DUDLEY GALLERY

1864 - ?

Dudley Gallery

The Dudley Gallery was founded in 1864 and held its exhibitions at the Egyptian Hall, Piccadilly, architect Peter Frederick Robinson had designed the space in the then fashionable Egyptian style of architecture and ornamentation. In the mid-nineteenth century the Earl of Dudley used this space to display his important collection of Old Master paintings while he was building his own gallery at Dudley House in Park Lane. The name the Dudley Gallery, derived from this source and began with a series of annual exhibitions of watercolour drawings, the first of which opened on 20 February 1865 which proved an immediate success. Its twenty-six-founder member’s included Henry Moore, Edward John Poynter, and Simeon Solomon.
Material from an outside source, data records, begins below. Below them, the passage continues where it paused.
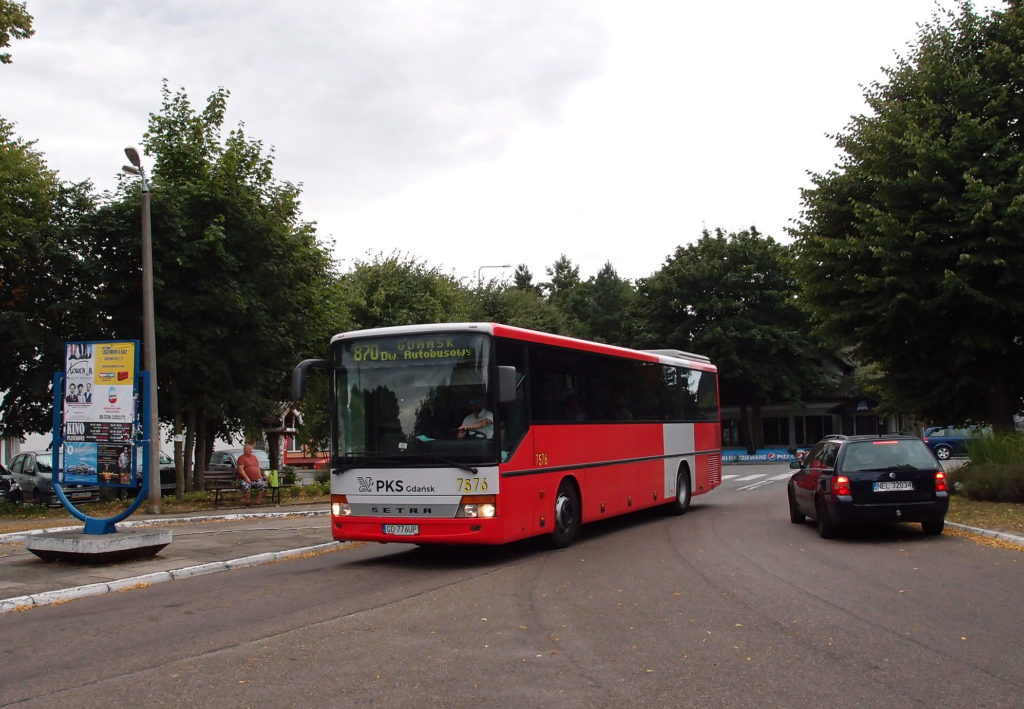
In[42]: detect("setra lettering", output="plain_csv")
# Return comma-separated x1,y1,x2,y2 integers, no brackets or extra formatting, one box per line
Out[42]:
371,507,433,515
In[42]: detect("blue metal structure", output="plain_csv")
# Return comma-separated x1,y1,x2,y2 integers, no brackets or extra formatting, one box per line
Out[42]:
51,370,152,535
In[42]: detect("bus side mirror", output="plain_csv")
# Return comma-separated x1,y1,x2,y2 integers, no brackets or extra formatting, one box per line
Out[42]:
498,366,517,403
291,359,328,400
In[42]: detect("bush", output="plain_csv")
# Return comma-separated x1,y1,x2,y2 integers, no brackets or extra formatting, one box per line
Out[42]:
280,467,297,486
952,433,1024,502
954,463,1024,502
301,482,330,497
313,468,329,485
966,432,1024,463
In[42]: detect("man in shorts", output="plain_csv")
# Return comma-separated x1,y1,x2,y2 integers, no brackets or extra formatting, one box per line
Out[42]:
237,444,267,505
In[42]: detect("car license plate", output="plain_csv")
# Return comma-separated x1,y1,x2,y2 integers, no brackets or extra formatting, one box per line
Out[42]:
69,491,91,499
382,524,419,536
873,481,914,492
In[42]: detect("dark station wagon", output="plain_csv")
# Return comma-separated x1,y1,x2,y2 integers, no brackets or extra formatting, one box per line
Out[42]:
787,434,949,538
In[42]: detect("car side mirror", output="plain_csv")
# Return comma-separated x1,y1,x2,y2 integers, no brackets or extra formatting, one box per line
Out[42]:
789,461,802,469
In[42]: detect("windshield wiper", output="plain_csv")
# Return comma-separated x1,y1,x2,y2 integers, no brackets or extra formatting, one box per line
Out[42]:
337,455,478,474
417,454,478,474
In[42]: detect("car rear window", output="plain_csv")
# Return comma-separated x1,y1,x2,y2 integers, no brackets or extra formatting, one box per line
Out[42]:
843,440,936,471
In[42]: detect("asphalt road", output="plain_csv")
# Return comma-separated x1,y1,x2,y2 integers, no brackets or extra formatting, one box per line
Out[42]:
0,463,1020,707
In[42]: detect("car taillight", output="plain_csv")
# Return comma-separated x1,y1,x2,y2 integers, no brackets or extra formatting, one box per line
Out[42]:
934,471,948,493
834,475,851,496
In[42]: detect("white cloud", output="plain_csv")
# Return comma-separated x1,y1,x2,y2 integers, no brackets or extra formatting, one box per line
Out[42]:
1,0,1003,283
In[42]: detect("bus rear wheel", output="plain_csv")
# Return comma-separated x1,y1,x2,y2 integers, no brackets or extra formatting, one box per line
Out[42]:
550,479,581,548
668,468,691,515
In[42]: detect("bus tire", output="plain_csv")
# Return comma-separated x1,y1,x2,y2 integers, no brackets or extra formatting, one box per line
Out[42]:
667,467,691,515
550,479,581,548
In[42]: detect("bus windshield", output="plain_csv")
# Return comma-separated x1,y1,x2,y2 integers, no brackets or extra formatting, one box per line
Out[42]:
332,333,495,466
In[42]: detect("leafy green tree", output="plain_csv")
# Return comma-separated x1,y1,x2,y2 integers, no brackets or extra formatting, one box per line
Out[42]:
100,83,335,484
639,228,824,450
793,1,1024,430
468,282,568,333
336,252,470,329
542,254,580,303
577,261,637,345
540,254,591,337
512,264,542,294
0,0,32,64
0,118,101,435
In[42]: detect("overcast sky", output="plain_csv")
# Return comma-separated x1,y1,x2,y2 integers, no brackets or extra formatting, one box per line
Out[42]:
1,0,1003,283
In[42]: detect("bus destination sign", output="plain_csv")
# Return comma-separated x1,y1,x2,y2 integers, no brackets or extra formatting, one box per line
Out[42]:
350,336,476,363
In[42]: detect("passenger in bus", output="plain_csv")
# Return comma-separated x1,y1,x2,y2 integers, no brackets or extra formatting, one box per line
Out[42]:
565,394,586,421
457,397,494,438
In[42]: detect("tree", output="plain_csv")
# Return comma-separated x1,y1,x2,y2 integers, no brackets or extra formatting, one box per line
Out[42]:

Because of the liberal exhibition policies of the Dudley Gallery in admitting artists that were not yet established, its shows tended to be very heterogeneous and uneven in nature and became the main forum for the younger generation of artists associated with the nascent Aesthetic Movement and it would remain the principal vanguard for this expression of advanced artistic taste until the opening of the Grosvenor Gallery in 1877. The gallery continued in this format until 1883, when it came under new management, and became the [New] Dudley Gallery Art Society. Up until this time the Dudley Gallery had no regular membership and was open to both professional and amateur artists. The Dudley Gallery Art Society was founded in 1883 its council members included art critic and writer John Ruskin, and artists Frederick Goodall, William Quiller Orchardson, Walter Paton, George Fripp, Henry Harper, and Walter Severn. The Dudley Museum and Art Gallery opened in 1883 and from slow beginnings now houses over 2000 works including some 250 oil paintings, 750 drawings and watercolours, 450 old engravings and 350 modern original prints.